Data Querying and Interaction
The significance of this test is to demonstrate the following:
-
"As a user (developer), I can use Lakehouse APIs or Jupyter notebooks to write Python code to interact with the data in delta lake"
-
This test focuses on the Lakehouse API functionality
-
Other ways to test interacting with data would be to use Superset to interact with
df-delta
database, or to use Jupyterhub notebooks such as theTrino
example notebook.
-
Steps to Validate Lakehouse Querying
-
Browse to SDL instance URL and login w/ appropriate credentials
-
In the Catalog page, select target datasource (example datasource for this procedure: Palantir), then click Enable
-
To view data files via Lakehouse:
-
Browse to
https://minio.{{ SDL_URL }}
-
If prompted, select Login with SSO
-
In the User > Object Browser frame, there should exist a datasource bucket named lakehouse-{{ datasource }} - in this case lakehouse-palantir
-
Open the data bucket and explore the directories to verify delta_log and/or parquet data exists
If the correct data exists in the datasource bucket, then this test has succeeded.

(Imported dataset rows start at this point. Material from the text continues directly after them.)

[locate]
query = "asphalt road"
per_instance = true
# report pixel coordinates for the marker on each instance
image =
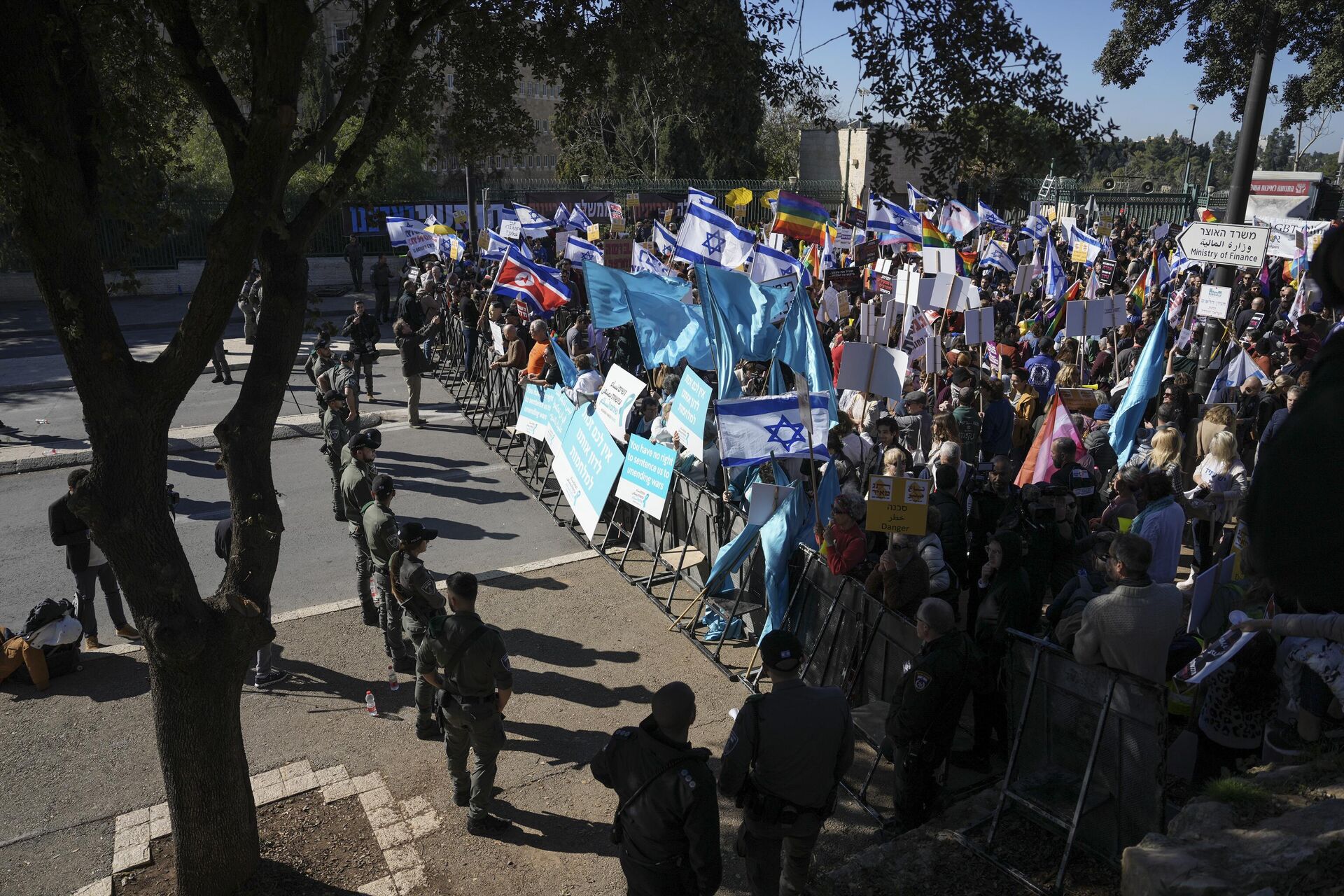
(447, 477)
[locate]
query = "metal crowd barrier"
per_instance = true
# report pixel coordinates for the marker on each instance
(1088, 758)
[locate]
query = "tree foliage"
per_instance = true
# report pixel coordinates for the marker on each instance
(1221, 38)
(926, 58)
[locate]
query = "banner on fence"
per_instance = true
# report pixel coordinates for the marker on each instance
(533, 415)
(898, 505)
(690, 407)
(616, 399)
(587, 466)
(647, 476)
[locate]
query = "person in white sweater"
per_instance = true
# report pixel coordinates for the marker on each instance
(1130, 628)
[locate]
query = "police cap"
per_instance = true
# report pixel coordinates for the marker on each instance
(781, 650)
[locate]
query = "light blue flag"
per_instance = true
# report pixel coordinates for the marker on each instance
(802, 348)
(569, 374)
(1142, 387)
(738, 315)
(609, 289)
(790, 526)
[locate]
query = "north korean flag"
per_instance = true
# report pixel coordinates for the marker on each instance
(526, 281)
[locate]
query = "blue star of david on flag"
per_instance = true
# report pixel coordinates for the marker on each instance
(794, 433)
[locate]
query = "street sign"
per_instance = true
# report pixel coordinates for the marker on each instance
(1237, 245)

Steps to Validate Lakehouse Interacting with Data
-
Browse to SDL instance URL and login w/ appropriate credentials
-
In the left navigation bar, navigate to APIs > Swagger
-
Click on /api/v1/lakehouse
-
Click Authorize and follow instructions to authorize the API call
-
Expand GET /schemas, click Try it out and then click Execute
-
Note the response body, and copy one of the schemas in the json array
-
Expand GET /schemas/{schema}, click Try it out
-
Input the schema name copied from the previous steps into the schema property field of this API call, and click Execute
-
Note the response body, and copy one of the tables in the json array
-
Expand POST /schemas/{schema}, and click Try it out
-
Input the schema name copied from the previous steps into the schema property field of this API call
-
In the Request body field, input a SQL query in place of "string", using the table name from the previous step: ie
select * from {{ table_name }} limit 5
, and click Execute -
Note the response body, it should include a 200 code and the Response body should include data from the table.
If the correct data exists in the final response body, then this test has succeeded.